Multi-identity Human Image Animation with Structural Video Diffusion¶

Conference: ICCV 2025 arXiv: 2504.04126 Code: GitHub Area: Video Generation Keywords: Multi-identity human animation, video diffusion model, identity embedding, joint depth-normal learning, human interaction

TL;DR¶

This paper proposes the Structural Video Diffusion framework, which maintains multi-person appearance consistency via mask-guided identity-specific embeddings, jointly learns RGB/depth/normal tri-modal geometric structure to model human–object interactions, and introduces the Multi-HumanVid dataset of 25K multi-person interaction videos to enable multi-identity human video generation.

Background & Motivation¶

Background: Human image animation, represented by Animate Anyone, MagicAnimate, and CamAnimate, employs pose-guided diffusion models to generate high-fidelity human videos from single images.
Limitations of Prior Work: Existing methods focus on single-person animation and perform poorly in multi-identity scenarios (multi-person interaction, human–object interaction)—they cannot associate correct appearance–pose pairs and lack modeling of 3D spatial relationships.
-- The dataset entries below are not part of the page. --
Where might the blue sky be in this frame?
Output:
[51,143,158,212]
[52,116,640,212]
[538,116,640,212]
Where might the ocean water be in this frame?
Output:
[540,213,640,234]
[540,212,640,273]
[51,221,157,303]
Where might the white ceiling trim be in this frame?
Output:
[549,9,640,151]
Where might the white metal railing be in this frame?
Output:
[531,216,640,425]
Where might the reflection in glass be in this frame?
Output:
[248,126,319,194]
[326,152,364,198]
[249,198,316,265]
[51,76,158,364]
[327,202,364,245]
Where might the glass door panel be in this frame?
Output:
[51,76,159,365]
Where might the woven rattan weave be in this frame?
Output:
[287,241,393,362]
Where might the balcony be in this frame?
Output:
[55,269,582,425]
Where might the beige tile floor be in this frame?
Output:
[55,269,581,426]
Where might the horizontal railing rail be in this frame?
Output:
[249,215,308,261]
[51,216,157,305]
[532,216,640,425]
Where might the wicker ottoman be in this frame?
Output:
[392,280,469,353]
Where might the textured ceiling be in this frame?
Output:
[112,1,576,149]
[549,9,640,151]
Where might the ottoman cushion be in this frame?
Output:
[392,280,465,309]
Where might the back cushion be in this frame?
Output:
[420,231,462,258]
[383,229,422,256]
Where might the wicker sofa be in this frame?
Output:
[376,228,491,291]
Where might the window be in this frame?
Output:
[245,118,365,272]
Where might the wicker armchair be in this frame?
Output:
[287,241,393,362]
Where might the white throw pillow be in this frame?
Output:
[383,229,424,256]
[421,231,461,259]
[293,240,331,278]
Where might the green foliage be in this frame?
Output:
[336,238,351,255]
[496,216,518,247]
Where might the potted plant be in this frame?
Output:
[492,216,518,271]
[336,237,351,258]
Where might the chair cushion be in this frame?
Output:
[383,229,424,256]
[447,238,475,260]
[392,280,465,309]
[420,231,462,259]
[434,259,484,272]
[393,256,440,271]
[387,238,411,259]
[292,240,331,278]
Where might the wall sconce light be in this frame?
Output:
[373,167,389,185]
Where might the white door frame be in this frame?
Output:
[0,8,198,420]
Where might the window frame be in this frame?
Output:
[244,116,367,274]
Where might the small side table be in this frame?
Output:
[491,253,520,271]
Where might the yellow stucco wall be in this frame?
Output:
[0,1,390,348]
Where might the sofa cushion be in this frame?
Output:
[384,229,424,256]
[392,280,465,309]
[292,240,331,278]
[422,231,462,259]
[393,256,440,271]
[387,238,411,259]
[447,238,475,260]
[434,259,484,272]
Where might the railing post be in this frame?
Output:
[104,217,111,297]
Identity confusion arises during two-person dancing, and held objects become blurry, floating, or disappear.
Key Challenge: (1) Multi-person scenes require trackable identity-specific features to maintain appearance consistency, yet existing frameworks lack an identity-discrimination mechanism; (2) pose guidance alone is insufficient to model the 3D spatial relationships in human–object interactions.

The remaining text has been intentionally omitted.